The Bath Planning Board initially denied the application because of “holes” in the plan concerning parking, landscaping and traffic flow, city planner Ben Averill told The Times Record in November. 

Then, last month, it was denied yet again because the site plan did not have details about landscaping. 

“Every site has its challenges,” said Charles Doherty, who helped found the company with co-owners Jason Brossi and Noah Rosen. “This is the way Bath wants us to do it.”

Rochelle Stacy, Highbrow business manager said she and the owners are “thrilled” to have planning board approval, and are ready to get to work in Bath. 

“It feels like a very up and coming city, there’s a lot of revitalization,” she said Wednesday. “The downtown is unbelievable, people are super receptive, it’s really exciting for us.” 

With the Topsham location, they already have a Bath customer base in the area, and look forward to growing, she said. 

With the planning board hurdles out of the way, Highbrow owners still need to obtain local and state retail licenses. Doherty said earlier he has applied for both licenses and is waiting for approval. 

The Maine Office of Marijuana Policy announced last month that state retail license applications are now available to business owners.

Brossi told the planning board Tuesday that they submitted their application in the second week of December, and were among the first dozen applications in the state. Maine has 90 days to issue a decision, and Brossi hopes to hear back soon. 

According to Rochelle Stacy, Highbrow business manager, they hope to be on the next city council agenda for approval for the local license. 

The council and the community “seemed very receptive” to recreational adult-use marijuana when the ordinance approved, but as the first in Bath and one of the first in the state, she anticipates there will be questions. “I don’t think it will be a quick 30-second approval because it’s so new to everybody,” she said Wednesday, but “I’m anticipating it will go smoothly.” 

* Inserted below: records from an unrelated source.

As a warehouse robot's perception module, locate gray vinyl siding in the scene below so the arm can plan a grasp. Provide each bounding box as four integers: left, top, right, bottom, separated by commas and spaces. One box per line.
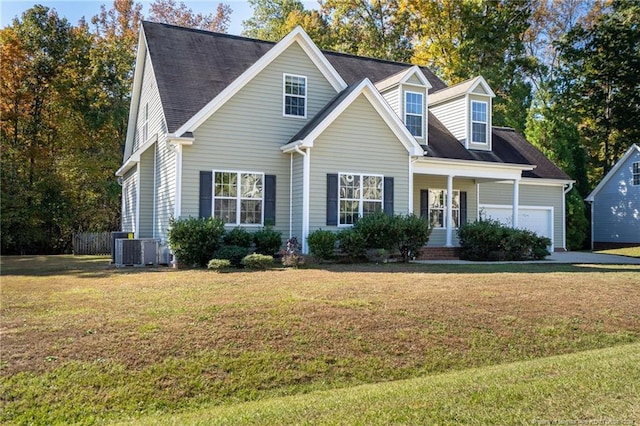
154, 139, 176, 243
429, 96, 467, 144
480, 183, 564, 248
137, 146, 155, 238
309, 95, 409, 232
133, 53, 167, 152
592, 152, 640, 243
181, 43, 336, 235
382, 87, 402, 117
467, 93, 493, 151
122, 167, 137, 232
413, 175, 478, 247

According to Bath’s retail rules, recreational and medical marijuana stores are required to install security measures, including 24-hour surveillance, and passers-by should not be able to smell marijuana from outside the building.

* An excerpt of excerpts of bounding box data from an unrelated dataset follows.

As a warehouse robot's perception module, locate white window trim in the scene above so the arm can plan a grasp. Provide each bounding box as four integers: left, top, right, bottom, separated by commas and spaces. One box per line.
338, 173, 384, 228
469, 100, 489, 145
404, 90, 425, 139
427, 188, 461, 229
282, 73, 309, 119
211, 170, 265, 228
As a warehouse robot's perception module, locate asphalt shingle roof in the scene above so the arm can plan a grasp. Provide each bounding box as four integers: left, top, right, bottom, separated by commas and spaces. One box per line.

Bath’s rules also set a 500-foot buffer around schools, licensed childcare facilities, public parks, substance abuse rehabilitation or treatment centers and halfway houses. No two retail stores and dispensaries can open within 300 feet of each other.

Highbrow owners also hope to expand into the U.S. Cellular building next door to house a medical marijuana store, a plan that was also approved Tuesday in conjunction with the recreational storefront. 

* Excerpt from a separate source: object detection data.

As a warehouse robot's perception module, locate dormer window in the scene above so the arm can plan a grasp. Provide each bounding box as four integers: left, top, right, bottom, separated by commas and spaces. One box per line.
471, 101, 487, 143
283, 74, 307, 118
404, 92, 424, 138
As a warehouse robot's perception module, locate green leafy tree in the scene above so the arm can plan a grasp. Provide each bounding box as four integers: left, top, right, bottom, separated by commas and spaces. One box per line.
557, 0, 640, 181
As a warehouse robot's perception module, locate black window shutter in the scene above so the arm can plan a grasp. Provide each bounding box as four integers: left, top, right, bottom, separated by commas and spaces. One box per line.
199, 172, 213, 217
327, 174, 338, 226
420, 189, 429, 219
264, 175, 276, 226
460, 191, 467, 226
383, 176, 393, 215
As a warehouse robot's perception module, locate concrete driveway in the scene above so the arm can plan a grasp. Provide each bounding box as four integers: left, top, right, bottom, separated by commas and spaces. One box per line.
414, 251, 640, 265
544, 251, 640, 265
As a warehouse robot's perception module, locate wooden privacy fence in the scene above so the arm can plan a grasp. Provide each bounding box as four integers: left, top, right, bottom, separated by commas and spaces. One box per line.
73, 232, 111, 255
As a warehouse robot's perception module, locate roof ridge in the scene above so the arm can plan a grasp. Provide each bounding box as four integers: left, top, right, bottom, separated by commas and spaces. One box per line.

Highbrow remains the only business that has applied for a recreational marijuana retail license from Bath, Averill said. Once open, it will be Bath’s only marijuana store. Wellness Connection, a medical marijuana dispensary operating in the city since before the referendum and grandfathered in under the ordinance, relocated to South Portland at the end of November, according to the company website. 

Highbrow and Bath officials are both equally excited for work to start on the building, which has been vacant for over a decade, Averill said. 

“It’s a pretty big eyesore,” Doherty said last month. “I think just about everyone would appreciate something different than what’s there now.” 

With the approval, construction and renovations can begin, Stacy said, adding that if everything goes smoothly, they may be able to open sometime in April. 

“I think you’ll be happy with the final result of the property,” Brossi told the planning board.